Il n’y aurait jamais eu de loi légalisant l’IVG en 1975 (votée sous un gouvernement de droite, comme la loi légalisant la pilule en 1967) sans le manifeste des 343 femmes témoignant courageusement en 1971 avoir avorté illégalement, sans le procès de Bobigny en 1972 où Gisèle Halimi, jeune avocate inconnue, a transformé le procès d’une lycéenne de 16 ans, traînée en justice avec sa mère qui l’avait aidée à avorter après un viol, en véritable campagne politique pour la légalisation de l’avortement.
Le combat pour le droit des femmes à disposer de leur corps, contre les discriminations, le sexisme, le harcèlement, les violences, l’assignation au rôle de reproductrice, la division sexiste de genre s’affronte à tout l’ordre social en remettant en cause le patriarcat, et en conséquence la société de classe, d'exploitation, de discrimination dont il est un pilier.
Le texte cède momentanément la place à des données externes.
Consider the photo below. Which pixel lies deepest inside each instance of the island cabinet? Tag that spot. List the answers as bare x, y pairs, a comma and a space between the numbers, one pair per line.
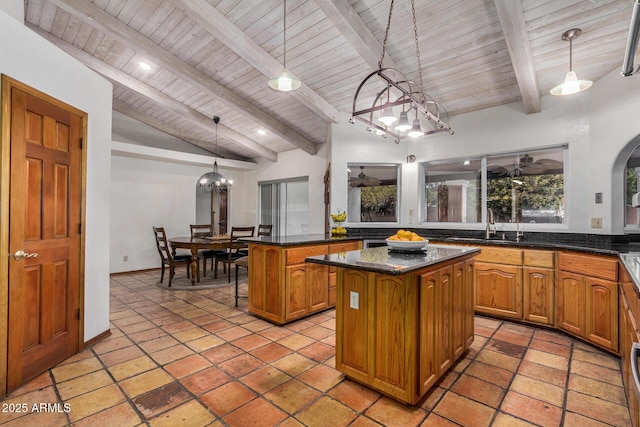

Un combat social, économique, démocratique et politique où les femmes sont au premier rang.
La place qu’a prise cette année ici la grève féministe, dont un certain nombre de femmes et de jeunes se sont emparées même si elle reste très minoritaire, témoigne de l’évolution du mouvement. Une partie du mouvement féministe, rajeuni, prolétarisé, se pense aujourd’hui au sein d’un combat plus global contre les oppressions et l’exploitation de classe, un combat internationaliste contre la barbarie du capitalisme et ce qu’elle engendre, qu’il s’agisse de la solidarité largement affichée ce 8 mars avec les femmes de Palestine ou du refus de la marche à la guerre, du nationalisme, du « réarmement démographique ».
La lutte contre les oppressions et les préjugés qui les accompagnent est indissociable de la lutte contre l’exploitation et la propriété capitaliste qui les déterminent. Elle ouvre la voie à la perspective socialiste et communiste d’une société basée sur la solidarité, la sororité, l’adelphité dans le respect collectif de chaque individualité. Elle constitue une force motrice du mouvement d’ensemble pour l’abolition du vieil ordre social dépassé, capitaliste et patriarcal.